Habbe Gule Aakh prevents glycolytic program and alleviates disease progression in a rheumatoid arthritis animal model

Arulkumaran Rithvik¹Shangomitra Bhattacharjee¹Mansi Kumari Gupta²Sudandiradoss C²Abdul Wadud³Mahaboobkhan Rasool^1*

• ¹SMV 240, Immunopathology Lab, School of Biosciences and Technology, Vellore Institute of Technology, Vellore, India
• ²Department of Biotechnology, School of Biosciences and Technology, Vellore Institute of Technology, Vellore, India
• ³Regional Research Institute of Unani Medicine, Srinagar, India

Fibroblast-like synoviocytes (FLS) are critical mediators of rheumatoid arthritis (RA) pathogenesis. The aberrant glycolytic program of resident synoviocytes has been shown to promote the plasticity or tumorigenic phenotype of these cells, resulting in cartilage degradation or joint damage. Toll-like receptor 4 (TLR4) signalling has been shown to improve glycolysis in dendritic cells, monocytes, and macrophages, resulting in a sustained proinflammatory milieu. In this study, we demonstrated the effectiveness of Habbe Gule Aakh (HGA), a polyherbal unani formulation, in modulating the glycolytic pathway in RA human synoviocytes or SW 982 cells through the inhibition of TLR4, as well as its role in preventing cartilage breakdown in an experimental arthritis model. Our results demonstrate that HGA led to downregulation of the rate-limiting glycolytic markers hexokinase 2 (HK2), glucose transporter 1 (GLUT1), and pyruvate kinase M2 (PKM2) via TLR4 inhibition. Furthermore, we also decoded a previously unknown mechanism of glucose uptake via tissue inhibitors of matrix metalloproteinase 1 or TIMP1. HGA diminished TIMP1 expression by blocking the TLR4-p65 signalling axis. TIMP1 knockdown or treatment with the p65 inhibitor (Bay 11-7082) inhibited glucose uptake and sustained the proliferation of SW 982 cells via diminished glycolysis.
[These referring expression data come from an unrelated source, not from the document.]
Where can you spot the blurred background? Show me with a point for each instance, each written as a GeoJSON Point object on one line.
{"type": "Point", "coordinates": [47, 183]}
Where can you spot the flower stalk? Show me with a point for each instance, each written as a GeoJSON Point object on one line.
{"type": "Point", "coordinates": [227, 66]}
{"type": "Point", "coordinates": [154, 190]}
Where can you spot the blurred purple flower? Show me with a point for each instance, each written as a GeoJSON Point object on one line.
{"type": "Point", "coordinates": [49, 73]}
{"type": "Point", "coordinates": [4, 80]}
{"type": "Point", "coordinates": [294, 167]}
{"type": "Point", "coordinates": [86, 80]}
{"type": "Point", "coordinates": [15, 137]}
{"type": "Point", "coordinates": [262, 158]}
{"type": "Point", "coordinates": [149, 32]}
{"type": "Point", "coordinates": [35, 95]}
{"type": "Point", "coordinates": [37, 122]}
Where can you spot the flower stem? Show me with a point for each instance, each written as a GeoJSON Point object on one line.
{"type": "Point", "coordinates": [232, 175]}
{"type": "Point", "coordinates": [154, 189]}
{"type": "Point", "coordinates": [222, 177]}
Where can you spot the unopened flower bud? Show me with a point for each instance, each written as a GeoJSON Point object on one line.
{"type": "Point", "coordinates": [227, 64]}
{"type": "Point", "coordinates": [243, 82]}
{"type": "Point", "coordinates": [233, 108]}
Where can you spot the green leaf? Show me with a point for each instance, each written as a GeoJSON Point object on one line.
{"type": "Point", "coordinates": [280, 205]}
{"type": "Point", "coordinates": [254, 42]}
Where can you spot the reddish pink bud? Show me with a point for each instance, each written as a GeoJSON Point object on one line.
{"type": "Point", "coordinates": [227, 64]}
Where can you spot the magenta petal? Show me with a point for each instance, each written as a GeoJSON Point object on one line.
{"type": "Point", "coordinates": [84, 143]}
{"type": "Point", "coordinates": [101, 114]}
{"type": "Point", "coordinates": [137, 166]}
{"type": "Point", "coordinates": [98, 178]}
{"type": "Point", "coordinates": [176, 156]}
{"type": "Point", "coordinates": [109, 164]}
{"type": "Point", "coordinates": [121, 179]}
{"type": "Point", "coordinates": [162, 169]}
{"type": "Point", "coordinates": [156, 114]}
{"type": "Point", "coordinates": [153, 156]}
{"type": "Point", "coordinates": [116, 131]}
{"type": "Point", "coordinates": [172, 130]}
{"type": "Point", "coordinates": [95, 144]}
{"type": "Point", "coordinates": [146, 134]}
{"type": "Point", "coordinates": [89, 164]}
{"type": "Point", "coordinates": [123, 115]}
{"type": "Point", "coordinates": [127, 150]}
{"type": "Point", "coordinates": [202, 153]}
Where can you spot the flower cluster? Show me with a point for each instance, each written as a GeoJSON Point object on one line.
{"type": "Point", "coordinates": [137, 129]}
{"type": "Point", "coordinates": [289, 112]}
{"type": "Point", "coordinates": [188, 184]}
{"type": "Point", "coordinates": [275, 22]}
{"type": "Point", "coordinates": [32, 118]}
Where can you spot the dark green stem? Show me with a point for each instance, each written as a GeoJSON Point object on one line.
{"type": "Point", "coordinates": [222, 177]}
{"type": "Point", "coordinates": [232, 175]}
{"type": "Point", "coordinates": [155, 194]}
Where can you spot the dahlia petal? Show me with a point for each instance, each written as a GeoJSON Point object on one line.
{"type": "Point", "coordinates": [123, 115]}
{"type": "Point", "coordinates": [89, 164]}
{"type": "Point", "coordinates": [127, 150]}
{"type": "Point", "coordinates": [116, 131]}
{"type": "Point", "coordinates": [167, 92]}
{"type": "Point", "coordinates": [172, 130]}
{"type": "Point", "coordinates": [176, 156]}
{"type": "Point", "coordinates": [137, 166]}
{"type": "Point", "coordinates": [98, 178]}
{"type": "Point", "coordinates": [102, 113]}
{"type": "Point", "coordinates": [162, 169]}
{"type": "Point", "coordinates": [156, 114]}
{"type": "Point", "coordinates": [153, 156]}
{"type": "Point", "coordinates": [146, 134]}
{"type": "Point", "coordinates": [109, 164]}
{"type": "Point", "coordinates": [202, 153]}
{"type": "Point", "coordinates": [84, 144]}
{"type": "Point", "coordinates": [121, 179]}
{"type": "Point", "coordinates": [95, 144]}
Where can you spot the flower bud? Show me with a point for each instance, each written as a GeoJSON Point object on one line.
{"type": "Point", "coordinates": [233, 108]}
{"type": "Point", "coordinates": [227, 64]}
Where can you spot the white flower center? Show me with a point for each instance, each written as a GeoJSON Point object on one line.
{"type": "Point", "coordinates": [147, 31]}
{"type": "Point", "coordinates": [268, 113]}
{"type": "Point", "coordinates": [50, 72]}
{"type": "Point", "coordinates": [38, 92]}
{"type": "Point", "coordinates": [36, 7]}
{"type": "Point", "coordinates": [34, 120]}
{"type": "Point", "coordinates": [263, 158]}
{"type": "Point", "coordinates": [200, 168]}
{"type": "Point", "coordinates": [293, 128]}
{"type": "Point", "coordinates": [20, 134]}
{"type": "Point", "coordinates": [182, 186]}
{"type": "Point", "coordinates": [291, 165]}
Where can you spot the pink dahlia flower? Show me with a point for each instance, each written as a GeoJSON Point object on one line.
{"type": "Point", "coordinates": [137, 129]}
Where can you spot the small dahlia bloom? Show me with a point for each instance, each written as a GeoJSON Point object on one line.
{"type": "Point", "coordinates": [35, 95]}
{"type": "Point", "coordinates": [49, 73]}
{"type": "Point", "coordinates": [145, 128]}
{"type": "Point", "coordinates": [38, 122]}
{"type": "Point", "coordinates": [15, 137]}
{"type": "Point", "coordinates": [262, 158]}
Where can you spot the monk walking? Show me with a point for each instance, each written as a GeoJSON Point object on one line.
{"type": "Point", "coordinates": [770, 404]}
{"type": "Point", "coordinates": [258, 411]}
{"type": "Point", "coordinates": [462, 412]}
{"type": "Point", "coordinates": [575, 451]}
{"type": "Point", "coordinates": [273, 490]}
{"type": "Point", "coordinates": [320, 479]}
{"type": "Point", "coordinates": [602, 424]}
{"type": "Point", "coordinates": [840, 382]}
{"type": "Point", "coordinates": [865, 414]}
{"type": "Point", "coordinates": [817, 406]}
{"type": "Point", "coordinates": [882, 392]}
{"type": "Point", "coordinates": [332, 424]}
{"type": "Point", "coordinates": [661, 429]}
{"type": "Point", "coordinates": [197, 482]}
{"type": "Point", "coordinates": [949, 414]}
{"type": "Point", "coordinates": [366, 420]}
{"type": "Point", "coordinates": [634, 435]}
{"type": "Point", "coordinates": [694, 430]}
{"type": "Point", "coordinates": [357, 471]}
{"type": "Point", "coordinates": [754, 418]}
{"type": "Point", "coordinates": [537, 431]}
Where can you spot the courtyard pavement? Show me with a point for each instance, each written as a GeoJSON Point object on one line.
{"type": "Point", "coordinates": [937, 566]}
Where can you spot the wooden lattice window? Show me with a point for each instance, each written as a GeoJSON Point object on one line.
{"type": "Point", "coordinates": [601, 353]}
To validate our findings, we utilized a network pharmacology approach to uncover the interactome of HGA against rheumatoid arthritis targets. Our in-silico analysis revealed the interaction of the key phytoconstituents with TLR4, TIMP1, and CD63, thus reinforcing our in vitro observations. Ultimately, we leveraged in vivo models to support the anti-arthritic claims of HGA. HGA treatment effectively diminished cartilage degradation and bone damage by regulating the expression of matrix metalloproteinases and inflammatory cytokines. In conclusion, pharmacological intervention with HGA can rescue the exacerbation of disease severity via the TLR4 signaling axis.